Classification of Defects Error wise

  • Comments: Inadequate/ incorrect/ misleading or missing comments in the source code
  • Computational Error: Improper computation of the formulae / improper business validations in code.
  • Data error: Incorrect data population / update in database
  • Database Error: Error in the database schema/Design
  • Missing Design: Design features/approach missed/not documented in the design document and hence does not correspond to requirements
  • Inadequate or sub optimal Design: Design features/approach needs additional inputs for it to be complete Design features described does not provide the best approach (optimal approach) towards the solution required
  • In correct Design: Wrong or inaccurate Design
  • Ambiguous Design: Design feature/approach is not clear to the reviewer. Also includes ambiguous use of words or unclear design features.
  • Boundary Conditions Neglected: Boundary conditions not addressed/incorrect
  • Interface Error: Internal or external to application interfacing error, Incorrect handling of passing parameters, Incorrect alignment, incorrect/misplaced fields/objects, un friendly window/screen positions
  • Logic Error: Missing or Inadequate or irrelevant or ambiguous functionality in source code
  • Message Error: Inadequate/ incorrect/ misleading or missing error messages in source code
  • Navigation Error: Navigation not coded correctly in source code
  • Performance Error: An error related to performance/optimality of the code
  • Missing Requirements: Implicit/Explicit requirements are missed/not documented during requirement phase
  • Inadequate Requirements: Requirement needs additional inputs for to be complete
  • Incorrect Requirements: Wrong or inaccurate requirements
  • Ambiguous Requirements: Requirement is not clear to the reviewer. Also includes ambiguous use of words – e.g. Like, such as, may be, could be, might etc.
  • Sequencing / Timing Error: Error due to incorrect/missing consideration to timeouts and improper/missing sequencing in source code.
  • Standards: Standards not followed like improper exception handling, use of E & D Formats, and project related design/requirements/coding standards
  • System Error: Hardware and Operating System related error, Memory leak
  • Test Plan / Cases Error: Inadequate/ incorrect/ ambiguous or duplicate or missing – Test Plan/ Test Cases & Test Scripts, Incorrect/Incomplete test setup
  • Typographical Error: Spelling / Grammar mistake in documents/source code
  • Variable Declaration Error: Improper declaration / usage of variables, Type mismatch error in source code

Why does correct defect classification matter?

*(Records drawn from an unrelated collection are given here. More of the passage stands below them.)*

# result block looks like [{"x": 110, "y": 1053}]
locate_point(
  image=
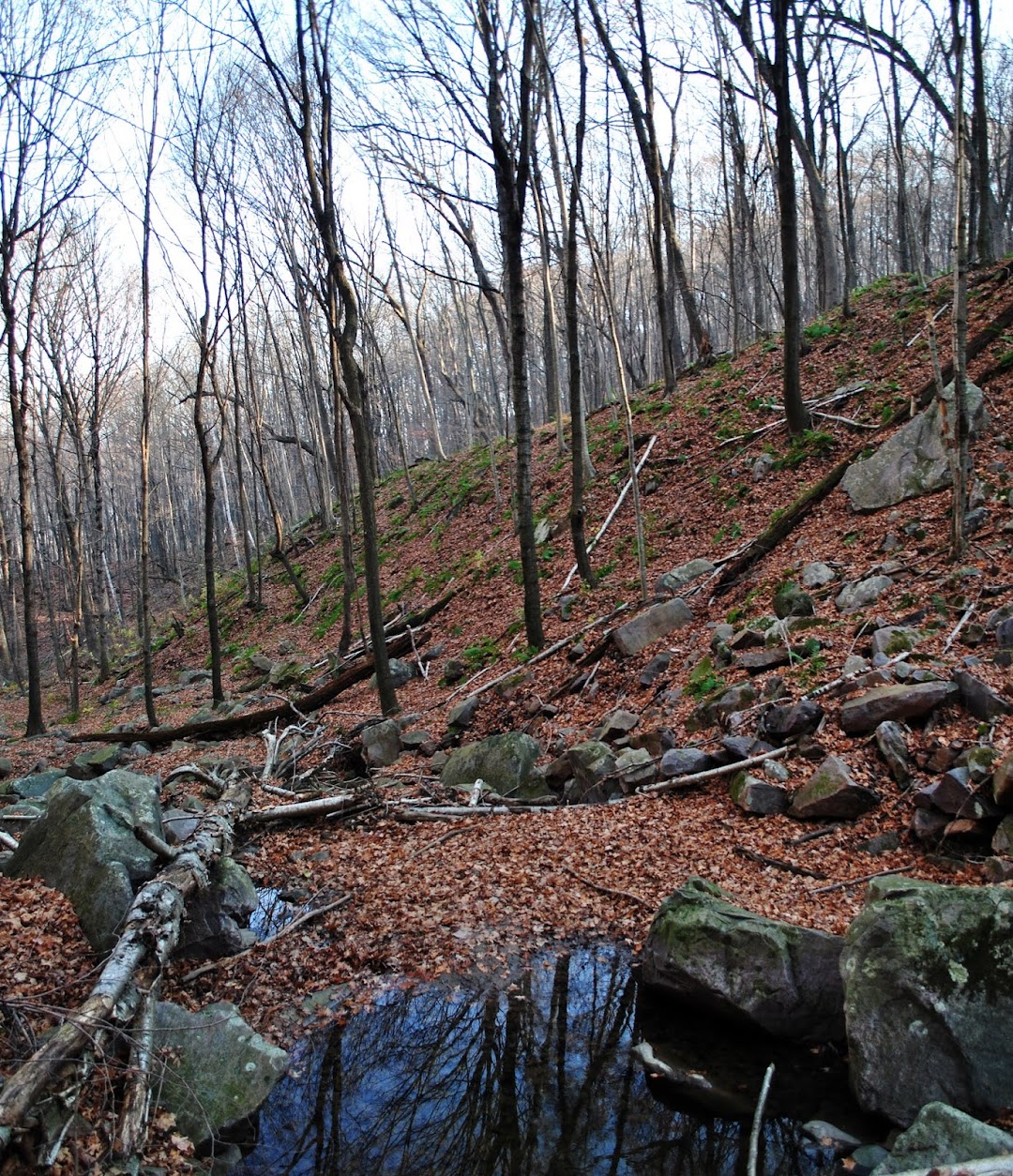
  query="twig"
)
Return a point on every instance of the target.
[
  {"x": 812, "y": 835},
  {"x": 758, "y": 1119},
  {"x": 439, "y": 841},
  {"x": 866, "y": 878},
  {"x": 607, "y": 889},
  {"x": 299, "y": 921},
  {"x": 726, "y": 769},
  {"x": 763, "y": 860},
  {"x": 614, "y": 510}
]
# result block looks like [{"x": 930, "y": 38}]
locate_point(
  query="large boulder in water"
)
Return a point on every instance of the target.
[
  {"x": 218, "y": 1072},
  {"x": 84, "y": 847},
  {"x": 929, "y": 998},
  {"x": 915, "y": 460},
  {"x": 776, "y": 976},
  {"x": 505, "y": 762}
]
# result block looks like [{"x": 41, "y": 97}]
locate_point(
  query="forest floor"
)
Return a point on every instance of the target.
[{"x": 433, "y": 897}]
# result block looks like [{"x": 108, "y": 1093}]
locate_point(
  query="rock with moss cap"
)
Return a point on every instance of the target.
[
  {"x": 929, "y": 998},
  {"x": 716, "y": 957}
]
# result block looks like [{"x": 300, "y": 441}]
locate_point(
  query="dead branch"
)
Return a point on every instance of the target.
[
  {"x": 727, "y": 769},
  {"x": 152, "y": 929},
  {"x": 609, "y": 890},
  {"x": 750, "y": 855},
  {"x": 865, "y": 878}
]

Having learned the basics of defect classification, you will not only make sure that defect handling is assigned to the responsible project teams but also streamline defect prioritization. It, in turn, speeds up defect fixes and increases the overall efficiency of the testing and development processes.

As defect severity and priority levels impact the evaluation of the development process efficiency and may influence payments and penalties in case of outsourced development, it is crucial to define the criteria for assessing the defect severity and priority that work for your project.